Deja, Musa, que yo te cante versos epifánicos
-ya has cantado bastante para Homero-.
Déjame llevar a tu regazo inmaculado
delicadas palabras y suaves aromas de recuerdos.
No me abandones esta noche indecisa,
no te entregues a los brazos de otro poema maltrecho.
Tus angulosos ojos color silencio me miren abiertos
y tus manos de ángel caído guíen mi pluma aguada.
De maravillosos murmullos llené mi alma
al cruzar el cerco de los mundos últimos,
y vi, trabajando y forjando el hilo, a Tubal Caín
entre el fuego y la tierra de los hornos térreos.

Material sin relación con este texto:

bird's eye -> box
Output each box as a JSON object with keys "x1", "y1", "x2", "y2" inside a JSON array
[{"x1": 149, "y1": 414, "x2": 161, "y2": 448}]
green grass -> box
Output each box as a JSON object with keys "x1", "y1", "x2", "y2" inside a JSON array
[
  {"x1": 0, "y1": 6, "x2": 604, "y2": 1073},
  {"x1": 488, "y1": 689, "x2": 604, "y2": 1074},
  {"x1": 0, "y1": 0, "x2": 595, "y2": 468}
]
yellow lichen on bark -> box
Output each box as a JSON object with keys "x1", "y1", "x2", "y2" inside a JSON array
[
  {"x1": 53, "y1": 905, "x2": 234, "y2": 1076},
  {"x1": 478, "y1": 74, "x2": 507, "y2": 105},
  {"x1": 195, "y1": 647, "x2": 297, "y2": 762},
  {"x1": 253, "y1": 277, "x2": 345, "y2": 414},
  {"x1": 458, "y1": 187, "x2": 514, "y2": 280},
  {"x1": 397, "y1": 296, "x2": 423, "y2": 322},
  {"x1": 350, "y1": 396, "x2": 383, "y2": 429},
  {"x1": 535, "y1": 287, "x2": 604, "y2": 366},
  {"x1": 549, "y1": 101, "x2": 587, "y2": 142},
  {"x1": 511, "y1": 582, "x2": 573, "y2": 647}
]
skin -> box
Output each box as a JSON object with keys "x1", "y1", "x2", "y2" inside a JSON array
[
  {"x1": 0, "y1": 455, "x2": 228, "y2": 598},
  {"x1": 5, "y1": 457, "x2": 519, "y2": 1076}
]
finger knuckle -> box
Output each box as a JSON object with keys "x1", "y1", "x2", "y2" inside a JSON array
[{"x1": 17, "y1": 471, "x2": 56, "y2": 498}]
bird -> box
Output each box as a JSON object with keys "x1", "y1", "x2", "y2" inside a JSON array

Cuervos y otros huesos me llamaban por la izquierda
y águilas voladoras morían el Oriente a lo lejos,
sé, por las huellas grises de mi báculo de cedro
que seguí caminando sin responder a ellos.
Escuché decir que el tuerto no me atendería
y que vagaría entre el ave blanca y el león rojo
pero bien he probado que las lenguas mienten:
Tubal habló conmigo al pie del yunque antiguo.
El humo fue el que se rió con nosotros
dichoso de marrar lo que el viento le trajo
y el fuego me marcó fuerte en el hombro
para que todos supieran por dónde había andado.
El pantano estaba lejos, junto a sus sapos,
formas que con el tiempo se volverían ciegas.
Mientras tanto, el candor de la forja precisa
me seguiría señalando como hijo legítimo
Cuando llegue el precipicio de mi existencia
habré bebido con Dios y el Diablo,
y la forja seguirá ardiendo en las manos del Herrero...
por los siglos hasta que el lobo devore a la luna.